Originally recording on Vocalion Records, the duet went on to make dozens of records for both Columbia and RCA. With more than 400 recordings in the Frontera Collection, the Hermanas Padilla rank No. 5 among the artists with the highest number of discs in the database. Their high ranking reflects the personal priorities of the collection’s founder, Chris Strachwitz, who has a special fondness for the singing style of Mexican duets, and picked up their records wherever he could find them.

The sisters toured extensively throughout the 1940s, notes Loza, and later attracted a large American audience through appearances on national television. In the following passage from page 58 of Barrio Rhythm, Loza details the grassroots marketing that helped promote the Hermanas Padilla throughout the Mexican-American community:

During the bracero program of the 1940s, the Mexican Consulate, which provided Mexican entertainment for the workers, asked the Padilla sisters to sing at the bracero camps. The duet’s popularity increased with the introduction of the jukebox (sinfonola) in clubs, bars, and restaurants throughout the Mexican sectors of the city. The sinfonolas often contained more 78 r.p.m. records by the Padilla sisters than by any other artists. The Padillas also performed at the Million Dollar Theater, where they were featured in American variety shows along with such stars as Red Skelton, Abbot and Costello and the Ink Spots.

Soon after the end of World War II, wedding bells rang for both Margarita and Maria. Coincidentally, the sisters married fellow artists they met through their working relationship with Silvestre Vargas of the famed Mariachi Vargas de Tecalitlán, which often provided the accompaniment on their records. Vargas introduced Margarita to her future husband, Victor Cordero, who would go on to write scores of popular songs, including two of the most famous corridos of all time, “Juan Charrasqueado” and “Gabino Barrera.” They were married in 1945. The following year, Maria married Memo Quintero, a violinist with Mariachi Vargas.

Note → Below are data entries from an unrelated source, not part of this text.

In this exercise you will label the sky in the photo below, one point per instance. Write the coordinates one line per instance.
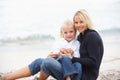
(46, 16)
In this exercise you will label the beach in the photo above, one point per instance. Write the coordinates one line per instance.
(17, 54)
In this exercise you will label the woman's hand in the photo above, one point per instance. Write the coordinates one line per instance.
(53, 55)
(67, 52)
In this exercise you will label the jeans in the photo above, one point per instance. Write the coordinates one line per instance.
(49, 66)
(52, 67)
(74, 70)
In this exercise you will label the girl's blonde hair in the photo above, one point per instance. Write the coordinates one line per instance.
(83, 14)
(66, 24)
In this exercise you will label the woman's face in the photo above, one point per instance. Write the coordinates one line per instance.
(79, 24)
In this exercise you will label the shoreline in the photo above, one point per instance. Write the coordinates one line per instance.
(14, 56)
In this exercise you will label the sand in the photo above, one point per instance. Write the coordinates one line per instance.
(16, 55)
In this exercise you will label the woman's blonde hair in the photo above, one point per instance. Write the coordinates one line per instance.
(66, 24)
(83, 14)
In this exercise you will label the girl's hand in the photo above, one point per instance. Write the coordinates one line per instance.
(53, 55)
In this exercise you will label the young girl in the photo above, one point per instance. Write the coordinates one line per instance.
(67, 43)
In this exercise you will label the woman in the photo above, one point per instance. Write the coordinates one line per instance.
(50, 66)
(91, 49)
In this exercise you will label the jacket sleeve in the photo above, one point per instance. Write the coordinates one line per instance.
(93, 51)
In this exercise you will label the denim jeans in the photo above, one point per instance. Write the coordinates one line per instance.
(74, 70)
(51, 67)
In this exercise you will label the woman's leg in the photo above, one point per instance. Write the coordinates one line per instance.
(32, 69)
(23, 72)
(52, 67)
(43, 76)
(68, 67)
(78, 68)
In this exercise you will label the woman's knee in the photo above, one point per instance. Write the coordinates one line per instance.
(48, 62)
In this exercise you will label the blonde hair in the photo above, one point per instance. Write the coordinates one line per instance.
(83, 14)
(66, 24)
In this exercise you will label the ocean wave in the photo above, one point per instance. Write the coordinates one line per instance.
(110, 31)
(27, 38)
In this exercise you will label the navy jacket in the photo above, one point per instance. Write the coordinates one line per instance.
(91, 53)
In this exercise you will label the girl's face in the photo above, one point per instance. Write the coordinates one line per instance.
(68, 33)
(79, 24)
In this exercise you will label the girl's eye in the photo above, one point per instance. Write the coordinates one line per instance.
(65, 32)
(71, 31)
(81, 21)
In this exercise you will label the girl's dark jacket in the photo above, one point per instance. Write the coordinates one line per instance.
(91, 53)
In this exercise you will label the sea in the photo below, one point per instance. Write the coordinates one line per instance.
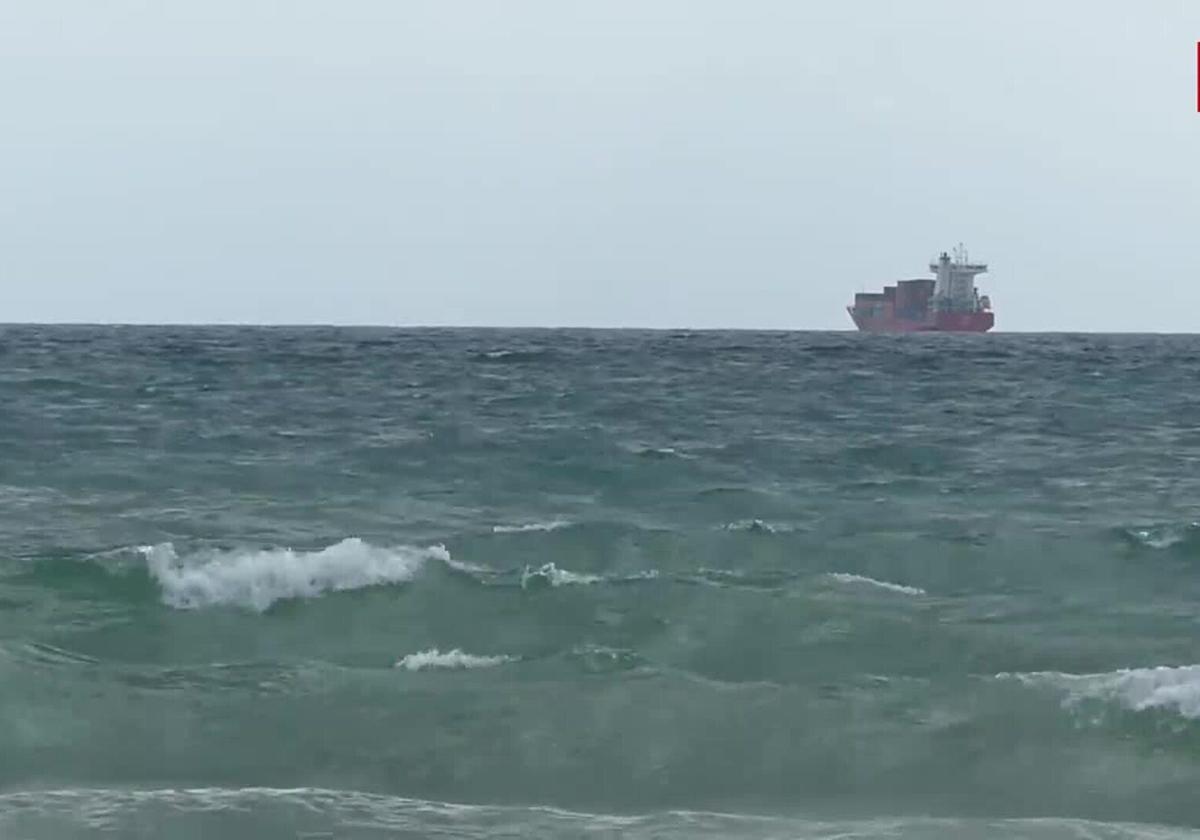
(325, 582)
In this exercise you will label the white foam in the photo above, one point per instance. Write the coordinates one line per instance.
(556, 576)
(553, 525)
(846, 577)
(757, 526)
(1137, 689)
(257, 579)
(1162, 538)
(451, 660)
(562, 577)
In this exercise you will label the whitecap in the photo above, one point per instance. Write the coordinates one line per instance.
(449, 660)
(552, 525)
(846, 577)
(1163, 537)
(257, 579)
(555, 576)
(1135, 689)
(551, 575)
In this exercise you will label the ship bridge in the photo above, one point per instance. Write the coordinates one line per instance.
(954, 289)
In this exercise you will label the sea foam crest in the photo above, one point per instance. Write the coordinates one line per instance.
(449, 660)
(257, 579)
(527, 527)
(555, 576)
(846, 577)
(1137, 689)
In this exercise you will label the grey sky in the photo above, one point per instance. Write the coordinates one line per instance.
(616, 163)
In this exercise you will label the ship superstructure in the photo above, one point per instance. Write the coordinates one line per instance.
(949, 303)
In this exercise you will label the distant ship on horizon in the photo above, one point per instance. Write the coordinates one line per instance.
(948, 303)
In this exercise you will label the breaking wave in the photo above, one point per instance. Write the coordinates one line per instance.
(449, 660)
(257, 579)
(1164, 535)
(862, 580)
(551, 575)
(553, 525)
(1137, 689)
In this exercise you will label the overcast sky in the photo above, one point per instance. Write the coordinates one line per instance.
(744, 163)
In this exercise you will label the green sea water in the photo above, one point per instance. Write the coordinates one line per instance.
(365, 583)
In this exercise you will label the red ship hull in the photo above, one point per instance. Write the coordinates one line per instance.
(940, 322)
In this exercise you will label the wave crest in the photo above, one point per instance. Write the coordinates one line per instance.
(862, 580)
(449, 660)
(1135, 689)
(257, 579)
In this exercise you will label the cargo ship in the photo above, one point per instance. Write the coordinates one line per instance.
(947, 303)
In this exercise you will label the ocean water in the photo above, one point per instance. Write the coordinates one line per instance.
(366, 583)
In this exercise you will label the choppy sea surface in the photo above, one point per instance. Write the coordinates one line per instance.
(363, 583)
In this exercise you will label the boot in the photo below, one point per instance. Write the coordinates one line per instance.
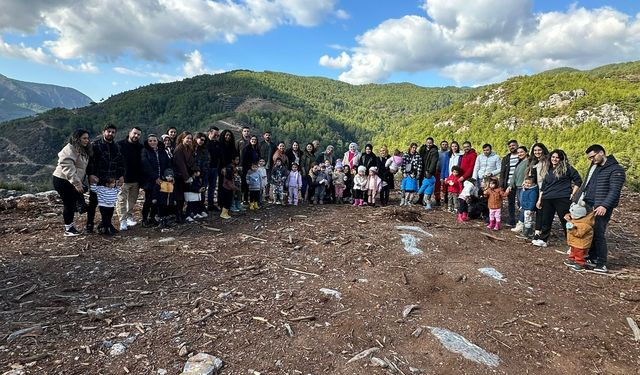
(225, 214)
(492, 222)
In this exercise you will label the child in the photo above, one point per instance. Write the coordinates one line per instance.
(254, 182)
(528, 198)
(294, 182)
(264, 182)
(469, 189)
(339, 179)
(427, 188)
(454, 187)
(321, 181)
(394, 162)
(107, 196)
(193, 196)
(278, 178)
(164, 198)
(494, 195)
(579, 235)
(359, 186)
(374, 185)
(408, 187)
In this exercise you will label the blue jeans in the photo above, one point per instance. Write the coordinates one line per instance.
(212, 180)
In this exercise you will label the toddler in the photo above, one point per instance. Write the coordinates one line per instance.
(469, 190)
(107, 195)
(359, 186)
(454, 187)
(427, 188)
(528, 198)
(579, 235)
(254, 182)
(408, 187)
(374, 185)
(294, 181)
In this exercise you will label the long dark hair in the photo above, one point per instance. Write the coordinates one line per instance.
(74, 141)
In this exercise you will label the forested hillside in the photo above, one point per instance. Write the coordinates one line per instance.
(562, 108)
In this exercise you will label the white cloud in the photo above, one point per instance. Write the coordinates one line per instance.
(487, 40)
(98, 30)
(339, 62)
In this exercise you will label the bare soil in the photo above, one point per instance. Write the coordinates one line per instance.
(232, 289)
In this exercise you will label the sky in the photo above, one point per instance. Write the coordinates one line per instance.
(104, 47)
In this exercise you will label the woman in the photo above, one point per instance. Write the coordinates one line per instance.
(385, 175)
(280, 154)
(69, 175)
(154, 163)
(559, 185)
(411, 160)
(294, 154)
(352, 156)
(250, 156)
(182, 163)
(307, 159)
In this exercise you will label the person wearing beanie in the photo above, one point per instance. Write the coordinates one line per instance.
(579, 235)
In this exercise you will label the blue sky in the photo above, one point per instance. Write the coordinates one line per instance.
(103, 47)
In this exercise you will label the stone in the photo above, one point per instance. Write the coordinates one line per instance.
(202, 364)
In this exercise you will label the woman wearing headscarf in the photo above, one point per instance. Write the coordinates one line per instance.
(69, 177)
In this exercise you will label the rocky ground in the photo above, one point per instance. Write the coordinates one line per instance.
(305, 290)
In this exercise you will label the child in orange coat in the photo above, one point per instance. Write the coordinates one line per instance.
(579, 235)
(494, 195)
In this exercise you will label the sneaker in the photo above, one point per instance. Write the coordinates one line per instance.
(578, 268)
(71, 232)
(539, 243)
(601, 268)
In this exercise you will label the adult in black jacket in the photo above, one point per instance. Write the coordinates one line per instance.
(508, 166)
(214, 147)
(130, 149)
(601, 190)
(106, 162)
(154, 163)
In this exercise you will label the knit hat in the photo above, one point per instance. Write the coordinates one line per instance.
(577, 211)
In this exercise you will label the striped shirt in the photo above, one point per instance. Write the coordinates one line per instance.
(106, 196)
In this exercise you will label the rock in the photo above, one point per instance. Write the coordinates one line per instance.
(166, 240)
(117, 349)
(202, 364)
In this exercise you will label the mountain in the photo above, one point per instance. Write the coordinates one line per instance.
(564, 108)
(22, 99)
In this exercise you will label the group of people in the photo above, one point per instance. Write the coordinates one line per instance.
(185, 176)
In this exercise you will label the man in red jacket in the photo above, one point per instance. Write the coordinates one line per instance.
(467, 161)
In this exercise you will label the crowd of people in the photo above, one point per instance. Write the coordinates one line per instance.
(187, 176)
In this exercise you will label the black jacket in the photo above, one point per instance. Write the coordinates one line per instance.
(107, 161)
(608, 185)
(132, 162)
(154, 163)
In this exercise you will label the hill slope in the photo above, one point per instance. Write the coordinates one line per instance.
(21, 99)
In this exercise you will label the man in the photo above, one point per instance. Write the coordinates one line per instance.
(429, 154)
(509, 162)
(214, 148)
(601, 190)
(267, 149)
(467, 162)
(106, 162)
(245, 136)
(443, 162)
(130, 148)
(488, 164)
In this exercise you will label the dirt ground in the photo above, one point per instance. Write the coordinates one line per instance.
(248, 292)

Subsequently, newlyweds Memo and Maria began recording as a duet, known as Dueto Azteca. Initially, their work was released on Discos Azteca, also based in Los Angeles, but they went on to record for the Imperial and Columbia labels, gaining international recognition in their own right. One of the duet’s final public performances took place in November 1980 at the Teatro Blanquita in Boyle Heights, the immigrant neighborhood east of Los Angeles, in a program billed as an homage to their career.

“Las Hermanas Padilla’s musical activity subsided after their marriages in the mid-1940s,” writes Loza, “but the Mexican public continued to listen to the records for many years thereafter.”